Usually common yarrow is considered a desirable member of natural communities. Some cultivars are grown as ornamentals in landscapes. However, because of its creeping habit and ability to establish seedlings, it can be weedy in landscaped areas and turf.


Common yarrow is found in many plant communities such as those in coastal bluffs, sand dune, salt marshes, grasslands, semi-deserts, and alpine areas.

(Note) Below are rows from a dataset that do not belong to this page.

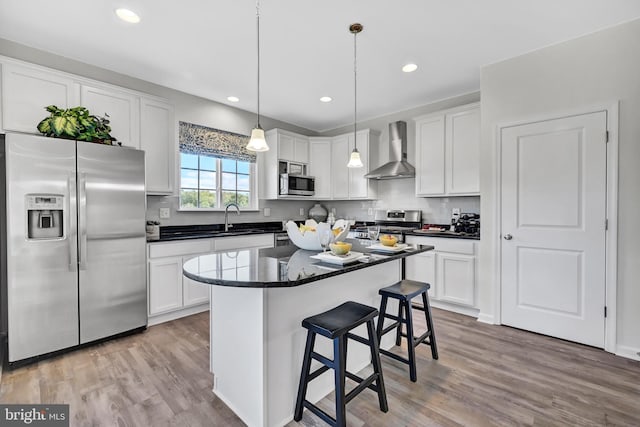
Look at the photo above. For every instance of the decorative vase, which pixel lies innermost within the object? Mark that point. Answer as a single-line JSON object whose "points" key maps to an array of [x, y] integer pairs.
{"points": [[318, 212]]}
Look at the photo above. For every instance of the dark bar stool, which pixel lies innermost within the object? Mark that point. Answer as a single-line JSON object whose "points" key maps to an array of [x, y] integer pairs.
{"points": [[335, 324], [404, 291]]}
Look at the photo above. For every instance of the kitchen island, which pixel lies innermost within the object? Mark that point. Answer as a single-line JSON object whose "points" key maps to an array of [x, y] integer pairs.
{"points": [[258, 300]]}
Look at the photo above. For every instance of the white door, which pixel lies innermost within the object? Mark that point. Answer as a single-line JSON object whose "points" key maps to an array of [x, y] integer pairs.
{"points": [[553, 227]]}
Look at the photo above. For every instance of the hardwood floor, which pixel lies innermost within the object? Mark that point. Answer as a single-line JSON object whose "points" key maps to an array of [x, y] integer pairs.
{"points": [[486, 376]]}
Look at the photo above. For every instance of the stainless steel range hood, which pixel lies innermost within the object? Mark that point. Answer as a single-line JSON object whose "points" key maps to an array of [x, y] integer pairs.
{"points": [[397, 167]]}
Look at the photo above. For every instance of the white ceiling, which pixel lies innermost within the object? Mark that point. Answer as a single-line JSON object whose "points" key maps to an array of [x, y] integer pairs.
{"points": [[208, 47]]}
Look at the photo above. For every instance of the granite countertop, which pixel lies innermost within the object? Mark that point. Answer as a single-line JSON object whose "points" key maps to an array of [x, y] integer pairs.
{"points": [[282, 266], [446, 234], [186, 232]]}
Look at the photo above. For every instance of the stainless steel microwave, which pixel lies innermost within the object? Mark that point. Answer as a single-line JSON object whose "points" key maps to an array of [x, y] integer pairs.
{"points": [[297, 185]]}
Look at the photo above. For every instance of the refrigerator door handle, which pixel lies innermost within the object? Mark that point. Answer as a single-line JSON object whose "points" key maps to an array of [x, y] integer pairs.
{"points": [[73, 223], [82, 221]]}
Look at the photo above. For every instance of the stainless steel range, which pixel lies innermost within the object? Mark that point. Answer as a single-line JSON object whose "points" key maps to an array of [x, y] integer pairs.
{"points": [[394, 222]]}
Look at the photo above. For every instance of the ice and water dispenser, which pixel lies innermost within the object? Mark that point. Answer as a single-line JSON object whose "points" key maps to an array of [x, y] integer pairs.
{"points": [[44, 216]]}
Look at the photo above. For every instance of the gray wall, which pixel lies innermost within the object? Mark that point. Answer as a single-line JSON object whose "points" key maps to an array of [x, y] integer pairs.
{"points": [[595, 69]]}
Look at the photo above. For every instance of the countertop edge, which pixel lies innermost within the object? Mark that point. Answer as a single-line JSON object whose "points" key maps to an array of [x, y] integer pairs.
{"points": [[358, 265]]}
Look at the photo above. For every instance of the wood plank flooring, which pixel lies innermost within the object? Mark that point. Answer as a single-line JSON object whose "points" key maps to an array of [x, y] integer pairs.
{"points": [[486, 376]]}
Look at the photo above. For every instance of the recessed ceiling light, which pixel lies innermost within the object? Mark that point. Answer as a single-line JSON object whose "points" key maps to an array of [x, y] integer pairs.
{"points": [[128, 15], [409, 68]]}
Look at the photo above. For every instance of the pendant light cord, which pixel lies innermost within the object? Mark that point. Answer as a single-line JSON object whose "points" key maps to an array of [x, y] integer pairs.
{"points": [[258, 38], [355, 90]]}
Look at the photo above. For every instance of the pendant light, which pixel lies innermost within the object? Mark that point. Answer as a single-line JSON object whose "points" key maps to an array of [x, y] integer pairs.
{"points": [[257, 142], [354, 160]]}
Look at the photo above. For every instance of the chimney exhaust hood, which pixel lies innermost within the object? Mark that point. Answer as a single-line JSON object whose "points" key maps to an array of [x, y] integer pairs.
{"points": [[397, 167]]}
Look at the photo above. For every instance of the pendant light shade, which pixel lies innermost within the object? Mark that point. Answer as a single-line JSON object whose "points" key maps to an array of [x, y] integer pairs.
{"points": [[257, 142], [354, 160]]}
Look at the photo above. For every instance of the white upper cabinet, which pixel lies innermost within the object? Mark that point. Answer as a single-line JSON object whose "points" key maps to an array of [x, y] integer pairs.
{"points": [[136, 119], [122, 107], [157, 139], [320, 166], [26, 91], [292, 147], [283, 146], [447, 152], [430, 158], [327, 159], [462, 144], [340, 172]]}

Cotyledons (seed leaves) are oblong to egg shaped, about 1/8 to 1/6 of an inch (3–4 mm) long and roughly 1/12 of an inch (2 mm) wide. The first true leaves are divided with sharply pointed teeth. Leaves are alternate to one another along the stem. The first leaf is deeply cut into linear segments. Common yarrow seedlings look like those of wild carrot, Daucus carota. At the young plant stage when they form into rosettes, differences in leaf hairs can be used to easily distinguish the two plants (see “Young plant”).

Young plant

Until the flower stem develops in late spring or summer, plants exist as rosettes. Leaves of young plants have a fernlike or feathery quality. Although similar as seedlings, common yarrow rosette leaf hairs lay mostly flat against the leaf surface, whereas wild carrot rosette leaves are either hairless or short and bristly.

Mature plant

Mature plants grow low to the ground in clumps. The flowering stem is usually about 3-1/3 feet (1 m) tall. Leaves are finely cut into linear segments giving them a feathery appearance and are hairless or have soft hairs. Common yarrow can be distinguished from other weeds that have finely cut leaves by its creeping belowground horizontal stems. Rosette leaves and leaves low on the stem are about 4 to 8 inches (10–20 cm) long, while leaves above are smaller, stalkless, and clasp the stem.

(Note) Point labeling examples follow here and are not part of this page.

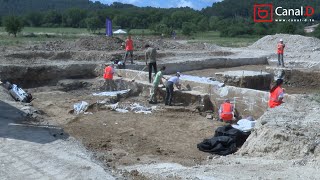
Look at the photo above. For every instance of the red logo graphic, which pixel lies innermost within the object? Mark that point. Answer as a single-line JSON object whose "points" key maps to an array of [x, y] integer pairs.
{"points": [[309, 11], [263, 13]]}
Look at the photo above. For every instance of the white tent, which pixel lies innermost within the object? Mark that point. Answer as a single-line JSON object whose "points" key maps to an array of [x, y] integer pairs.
{"points": [[119, 31]]}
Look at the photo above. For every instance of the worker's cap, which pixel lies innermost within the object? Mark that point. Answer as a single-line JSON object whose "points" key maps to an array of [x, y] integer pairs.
{"points": [[250, 118], [146, 46], [109, 64]]}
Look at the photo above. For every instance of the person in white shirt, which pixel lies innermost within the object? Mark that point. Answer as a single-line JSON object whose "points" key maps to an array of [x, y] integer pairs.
{"points": [[169, 88]]}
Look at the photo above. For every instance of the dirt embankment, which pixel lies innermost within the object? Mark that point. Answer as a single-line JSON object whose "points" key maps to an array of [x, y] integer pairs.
{"points": [[290, 131]]}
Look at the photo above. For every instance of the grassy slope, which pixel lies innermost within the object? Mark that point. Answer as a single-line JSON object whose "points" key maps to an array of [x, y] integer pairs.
{"points": [[50, 34]]}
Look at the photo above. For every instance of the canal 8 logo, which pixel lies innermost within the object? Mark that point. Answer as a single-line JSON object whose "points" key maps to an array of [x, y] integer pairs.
{"points": [[263, 13]]}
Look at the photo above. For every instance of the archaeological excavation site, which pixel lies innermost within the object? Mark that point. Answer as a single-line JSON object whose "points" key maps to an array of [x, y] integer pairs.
{"points": [[76, 121]]}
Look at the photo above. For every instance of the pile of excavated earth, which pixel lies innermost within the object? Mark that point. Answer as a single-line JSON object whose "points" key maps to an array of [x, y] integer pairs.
{"points": [[160, 142]]}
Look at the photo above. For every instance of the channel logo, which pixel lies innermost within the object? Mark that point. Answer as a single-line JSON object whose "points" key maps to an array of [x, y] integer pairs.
{"points": [[263, 13]]}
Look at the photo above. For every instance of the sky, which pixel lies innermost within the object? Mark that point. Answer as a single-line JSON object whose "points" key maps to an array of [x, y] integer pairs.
{"points": [[195, 4]]}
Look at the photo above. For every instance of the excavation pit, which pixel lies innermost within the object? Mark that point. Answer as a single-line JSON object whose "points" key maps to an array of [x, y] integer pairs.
{"points": [[246, 79]]}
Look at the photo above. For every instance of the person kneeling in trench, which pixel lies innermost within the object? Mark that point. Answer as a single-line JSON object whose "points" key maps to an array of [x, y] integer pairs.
{"points": [[169, 88], [157, 80], [109, 71], [227, 112]]}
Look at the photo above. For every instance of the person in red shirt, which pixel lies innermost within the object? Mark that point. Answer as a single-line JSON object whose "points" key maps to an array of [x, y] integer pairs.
{"points": [[276, 94], [226, 111], [280, 49], [129, 49]]}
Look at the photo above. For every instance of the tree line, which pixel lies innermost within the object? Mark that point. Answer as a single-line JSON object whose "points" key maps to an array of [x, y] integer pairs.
{"points": [[230, 17]]}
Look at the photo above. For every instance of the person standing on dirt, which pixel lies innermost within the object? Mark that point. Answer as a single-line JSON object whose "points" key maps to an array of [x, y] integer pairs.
{"points": [[151, 60], [129, 49], [276, 94], [169, 88], [157, 80], [280, 49], [226, 111], [109, 71]]}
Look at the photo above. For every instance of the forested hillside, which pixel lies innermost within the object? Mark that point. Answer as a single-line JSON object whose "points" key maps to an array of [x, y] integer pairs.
{"points": [[230, 17]]}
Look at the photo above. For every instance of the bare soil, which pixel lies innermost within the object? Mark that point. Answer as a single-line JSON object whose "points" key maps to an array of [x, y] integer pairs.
{"points": [[296, 82], [169, 134]]}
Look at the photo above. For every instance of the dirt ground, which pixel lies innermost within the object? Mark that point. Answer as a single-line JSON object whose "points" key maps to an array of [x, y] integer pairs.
{"points": [[169, 134], [295, 82]]}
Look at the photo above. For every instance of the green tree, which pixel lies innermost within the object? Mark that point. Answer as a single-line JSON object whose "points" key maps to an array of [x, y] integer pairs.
{"points": [[93, 24], [34, 19], [12, 25], [203, 24], [188, 28], [74, 17], [52, 19]]}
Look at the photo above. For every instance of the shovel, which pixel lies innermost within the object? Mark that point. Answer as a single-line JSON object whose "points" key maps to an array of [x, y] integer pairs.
{"points": [[138, 74]]}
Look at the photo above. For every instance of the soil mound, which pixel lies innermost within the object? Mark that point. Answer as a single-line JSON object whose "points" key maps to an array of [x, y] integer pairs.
{"points": [[296, 43], [285, 135], [99, 43]]}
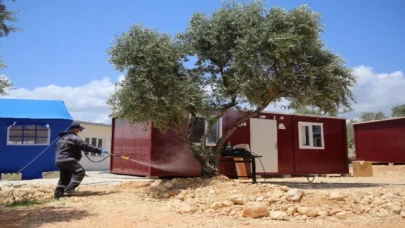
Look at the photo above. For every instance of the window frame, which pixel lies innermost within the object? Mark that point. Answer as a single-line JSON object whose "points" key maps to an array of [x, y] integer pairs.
{"points": [[205, 129], [22, 136], [311, 135]]}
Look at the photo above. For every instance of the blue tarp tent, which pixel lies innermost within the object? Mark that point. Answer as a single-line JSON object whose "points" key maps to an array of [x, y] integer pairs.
{"points": [[27, 128]]}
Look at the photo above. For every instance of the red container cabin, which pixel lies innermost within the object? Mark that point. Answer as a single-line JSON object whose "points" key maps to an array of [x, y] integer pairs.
{"points": [[290, 145], [381, 141]]}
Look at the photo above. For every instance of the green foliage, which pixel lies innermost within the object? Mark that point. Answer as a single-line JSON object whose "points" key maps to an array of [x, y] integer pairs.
{"points": [[4, 84], [398, 111], [6, 16], [350, 133], [310, 110], [370, 116], [247, 58]]}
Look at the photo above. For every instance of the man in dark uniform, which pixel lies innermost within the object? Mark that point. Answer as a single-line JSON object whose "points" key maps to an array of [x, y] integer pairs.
{"points": [[68, 154]]}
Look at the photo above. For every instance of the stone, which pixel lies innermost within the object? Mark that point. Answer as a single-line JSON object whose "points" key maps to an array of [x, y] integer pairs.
{"points": [[382, 212], [216, 205], [169, 184], [228, 203], [334, 211], [378, 202], [186, 208], [156, 183], [291, 210], [255, 210], [341, 214], [278, 215], [260, 198], [294, 195], [336, 196], [323, 213], [277, 193], [388, 195], [238, 199], [395, 209]]}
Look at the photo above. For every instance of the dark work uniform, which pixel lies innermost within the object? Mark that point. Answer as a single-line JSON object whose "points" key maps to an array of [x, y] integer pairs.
{"points": [[68, 154]]}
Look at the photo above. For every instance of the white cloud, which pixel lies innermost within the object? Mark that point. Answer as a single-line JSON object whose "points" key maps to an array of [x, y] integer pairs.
{"points": [[373, 92]]}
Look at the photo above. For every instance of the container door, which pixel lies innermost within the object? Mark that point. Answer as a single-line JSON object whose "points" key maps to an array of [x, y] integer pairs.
{"points": [[263, 141]]}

Bloom takes place from March through September. Small white or yellow flowers cluster into dense, flat-topped flower heads at the ends of stems.


Fruits are roughly 1/12 of an inch (2 mm) long, narrowly oblong to lance shaped, flattened, ribbed longitudinally and do not open at maturity. Each fruit (achene) contains one seed.


Common yarrow reproduces by seed and by sprouting from underground horizontal, creeping stems (rhizomes).